Sometimes it can be as simple as a guitar and a voice. Edmonton native Marlaena Moore proves just that. Her 2014 debut record, Beginner shows the versatility and depth that can come with her enrapturing indie-folk music. But Moore’s latest release, Live at Wunderbar strips down her songs to their bare and beautiful bones.
Recorded at her October 7th set at Wunderbar in Edmonton, the eight song performance rarely falls short of astounding. With only a lone electric guitar as accompaniment, Moore’s voice and lyrics take centre stage.

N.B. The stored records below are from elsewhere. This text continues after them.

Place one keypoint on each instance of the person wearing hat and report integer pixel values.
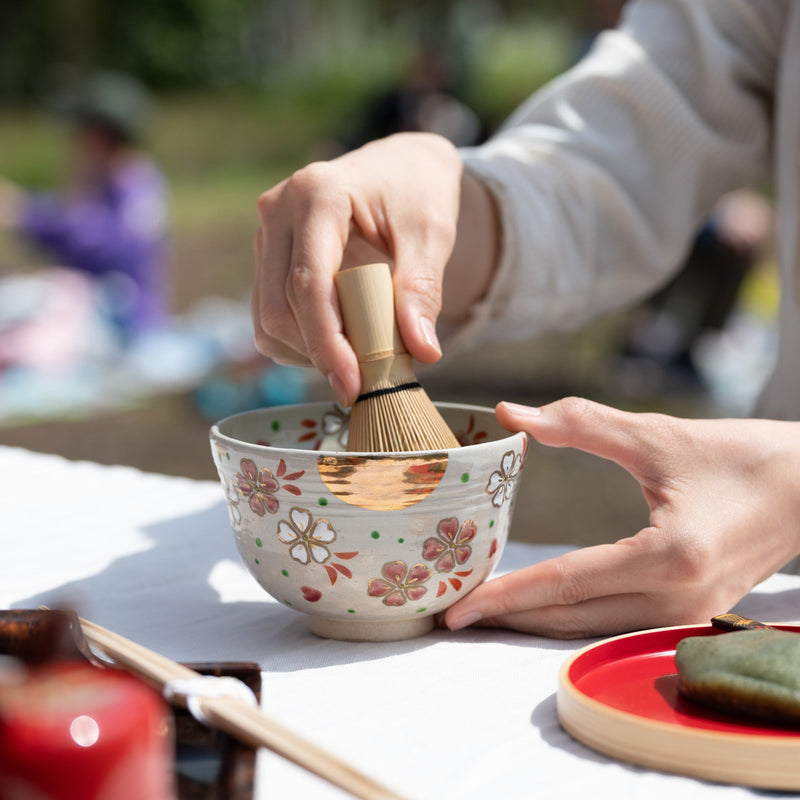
(110, 222)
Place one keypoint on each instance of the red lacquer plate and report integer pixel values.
(620, 697)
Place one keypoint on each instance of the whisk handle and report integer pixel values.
(366, 300)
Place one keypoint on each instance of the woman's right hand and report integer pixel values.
(395, 199)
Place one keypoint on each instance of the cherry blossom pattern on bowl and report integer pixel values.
(369, 545)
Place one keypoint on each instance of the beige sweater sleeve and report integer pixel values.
(603, 177)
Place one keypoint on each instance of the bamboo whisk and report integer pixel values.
(393, 412)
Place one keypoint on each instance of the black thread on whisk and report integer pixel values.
(389, 390)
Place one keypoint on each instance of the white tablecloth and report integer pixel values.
(464, 715)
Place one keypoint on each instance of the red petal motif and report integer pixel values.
(395, 571)
(419, 573)
(467, 532)
(432, 548)
(446, 562)
(377, 587)
(448, 528)
(343, 569)
(396, 598)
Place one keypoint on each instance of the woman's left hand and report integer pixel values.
(724, 501)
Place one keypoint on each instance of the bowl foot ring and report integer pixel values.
(383, 630)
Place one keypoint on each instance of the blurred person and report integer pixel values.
(701, 299)
(425, 100)
(587, 199)
(106, 232)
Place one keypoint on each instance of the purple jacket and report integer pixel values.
(119, 234)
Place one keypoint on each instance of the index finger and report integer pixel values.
(576, 577)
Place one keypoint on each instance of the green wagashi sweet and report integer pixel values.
(752, 673)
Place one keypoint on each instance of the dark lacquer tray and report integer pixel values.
(209, 764)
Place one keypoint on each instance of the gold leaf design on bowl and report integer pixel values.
(382, 483)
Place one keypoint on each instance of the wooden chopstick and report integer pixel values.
(234, 716)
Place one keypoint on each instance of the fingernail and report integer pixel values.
(429, 334)
(523, 411)
(338, 388)
(465, 620)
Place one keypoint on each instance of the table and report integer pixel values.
(451, 715)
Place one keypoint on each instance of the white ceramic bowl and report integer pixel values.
(370, 546)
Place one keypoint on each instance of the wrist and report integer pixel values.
(475, 255)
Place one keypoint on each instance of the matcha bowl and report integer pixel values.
(370, 546)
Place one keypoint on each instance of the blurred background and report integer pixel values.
(213, 101)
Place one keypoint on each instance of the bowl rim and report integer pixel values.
(216, 434)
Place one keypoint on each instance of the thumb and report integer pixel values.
(619, 436)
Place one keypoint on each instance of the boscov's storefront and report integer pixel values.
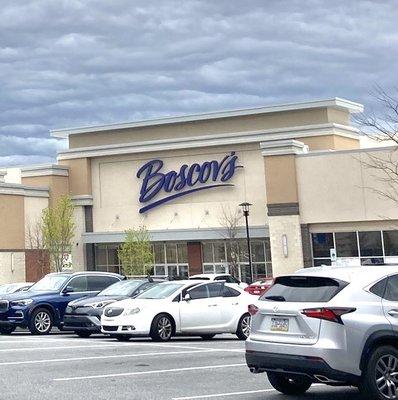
(299, 165)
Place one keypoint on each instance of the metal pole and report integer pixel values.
(246, 213)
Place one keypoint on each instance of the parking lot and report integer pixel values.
(63, 366)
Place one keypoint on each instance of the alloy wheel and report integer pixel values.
(164, 328)
(42, 322)
(387, 376)
(245, 325)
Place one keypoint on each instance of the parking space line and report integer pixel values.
(103, 357)
(209, 396)
(161, 371)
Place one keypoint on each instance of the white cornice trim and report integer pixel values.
(82, 200)
(21, 190)
(44, 170)
(336, 102)
(283, 147)
(211, 140)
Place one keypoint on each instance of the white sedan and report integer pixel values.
(180, 308)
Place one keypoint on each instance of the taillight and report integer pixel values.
(253, 310)
(329, 314)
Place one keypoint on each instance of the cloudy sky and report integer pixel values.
(80, 62)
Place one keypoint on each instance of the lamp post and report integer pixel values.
(245, 208)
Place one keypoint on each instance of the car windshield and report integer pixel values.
(161, 291)
(50, 283)
(122, 288)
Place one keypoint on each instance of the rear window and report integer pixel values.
(303, 289)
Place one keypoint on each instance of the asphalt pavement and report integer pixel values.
(63, 366)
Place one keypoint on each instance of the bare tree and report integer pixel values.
(230, 221)
(382, 127)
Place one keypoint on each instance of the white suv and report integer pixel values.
(332, 325)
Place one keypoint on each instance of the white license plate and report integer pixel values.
(279, 324)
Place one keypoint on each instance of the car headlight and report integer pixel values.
(132, 311)
(25, 302)
(101, 304)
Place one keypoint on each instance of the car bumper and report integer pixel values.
(315, 368)
(82, 323)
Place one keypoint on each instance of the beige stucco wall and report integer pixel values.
(12, 267)
(280, 176)
(12, 222)
(79, 176)
(208, 127)
(34, 207)
(337, 187)
(116, 191)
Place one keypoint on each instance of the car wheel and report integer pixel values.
(83, 334)
(41, 322)
(123, 338)
(380, 376)
(286, 385)
(162, 328)
(243, 330)
(207, 337)
(7, 330)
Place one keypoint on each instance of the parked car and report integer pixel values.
(184, 307)
(84, 315)
(43, 305)
(260, 287)
(331, 325)
(219, 277)
(9, 288)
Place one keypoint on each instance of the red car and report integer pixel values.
(260, 287)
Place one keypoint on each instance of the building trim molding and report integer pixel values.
(211, 140)
(176, 235)
(21, 190)
(82, 200)
(278, 209)
(337, 103)
(44, 170)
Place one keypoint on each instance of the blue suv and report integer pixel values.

Plunging directly into her most private thoughts, Moore’s lyrics equip her songs with an emotional directness that demands the attention of anyone listening. With lines like “I can’t stop looking at myself through you / Every single thing I do is all for you” appearing within the first half of the first song on the record, there’s no wonder that not a single sound from the audience can be heard outside of the enveloping applause between songs. Moore’s music captivates.
Marlaena Moore is working in an already established genre, with a slew of similar singer-songwriters gaining significant popularity in recent years: Angel Olsen, Waxahatchee and most recently Julien Baker, among others. However, there is a magic in her music that other artists in the same vein have yet to attain.

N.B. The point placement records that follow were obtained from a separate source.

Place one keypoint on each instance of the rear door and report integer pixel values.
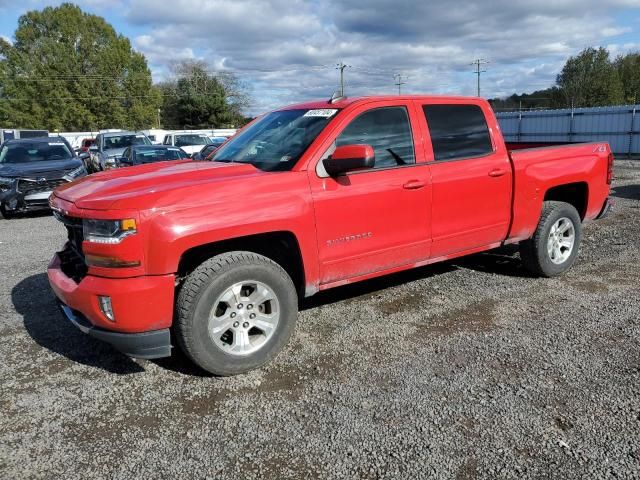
(471, 177)
(374, 219)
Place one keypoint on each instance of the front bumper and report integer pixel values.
(154, 344)
(142, 309)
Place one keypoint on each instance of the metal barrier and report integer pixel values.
(617, 125)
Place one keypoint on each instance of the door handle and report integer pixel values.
(413, 185)
(498, 172)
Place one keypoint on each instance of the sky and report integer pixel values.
(286, 51)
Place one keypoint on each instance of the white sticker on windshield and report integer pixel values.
(321, 112)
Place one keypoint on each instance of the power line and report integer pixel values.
(478, 62)
(341, 66)
(399, 82)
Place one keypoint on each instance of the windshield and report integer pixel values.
(149, 155)
(276, 141)
(34, 152)
(188, 140)
(124, 141)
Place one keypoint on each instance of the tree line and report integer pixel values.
(70, 70)
(590, 79)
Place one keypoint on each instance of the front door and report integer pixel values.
(374, 219)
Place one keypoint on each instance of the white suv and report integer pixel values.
(189, 142)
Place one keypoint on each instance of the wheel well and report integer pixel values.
(281, 247)
(575, 194)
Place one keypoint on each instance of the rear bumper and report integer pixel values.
(606, 209)
(154, 344)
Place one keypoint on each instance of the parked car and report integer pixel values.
(189, 142)
(30, 169)
(110, 146)
(304, 199)
(86, 143)
(208, 150)
(140, 154)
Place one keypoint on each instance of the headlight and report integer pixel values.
(5, 183)
(78, 172)
(108, 231)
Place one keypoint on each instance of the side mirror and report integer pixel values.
(347, 158)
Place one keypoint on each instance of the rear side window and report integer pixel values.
(387, 130)
(457, 131)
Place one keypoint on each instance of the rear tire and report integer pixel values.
(235, 312)
(554, 246)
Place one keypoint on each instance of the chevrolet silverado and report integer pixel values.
(214, 256)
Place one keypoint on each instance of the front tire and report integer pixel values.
(554, 246)
(235, 312)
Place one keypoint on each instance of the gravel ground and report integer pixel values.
(468, 369)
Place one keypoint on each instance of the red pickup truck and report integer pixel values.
(216, 255)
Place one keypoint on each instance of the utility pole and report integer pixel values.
(399, 82)
(341, 66)
(478, 63)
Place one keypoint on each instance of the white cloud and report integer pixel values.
(287, 49)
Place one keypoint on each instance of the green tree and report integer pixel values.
(628, 67)
(590, 79)
(197, 99)
(69, 70)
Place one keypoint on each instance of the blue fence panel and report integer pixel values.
(619, 125)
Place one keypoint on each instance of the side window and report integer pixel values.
(457, 131)
(387, 130)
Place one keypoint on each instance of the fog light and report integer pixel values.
(105, 306)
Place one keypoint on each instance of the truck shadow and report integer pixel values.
(46, 325)
(631, 192)
(43, 321)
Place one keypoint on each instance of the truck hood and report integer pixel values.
(49, 169)
(162, 184)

Her songs start simply and take off. The only song from her debut record, “Unsafe, Unsure,” begins in a sparse, slow waltz. But as it moves on, her voice climbs upward in volume, register and intensity, until finally, she drops any coherent words in favour of a primal howl that ends the song.
Over the course of seven songs, and nearly forty minutes of her unrestrained vocal outpour, Moore ends the night and the record on a strained note. Her eighth and final song, a cover of The Replacements’ 1984 song “Androgynous,” reminds the listener that this is a live album, and people are not invincible. While Moore attempts to uphold the level of intensity that spans the rest of the record, her voice just doesn’t seem to be able to make it. Her voice crumbles into grating shouts, strained and painful sounding at their peaks, exhausted and broken at their lows. But it’s a live record. It can’t all be perfect.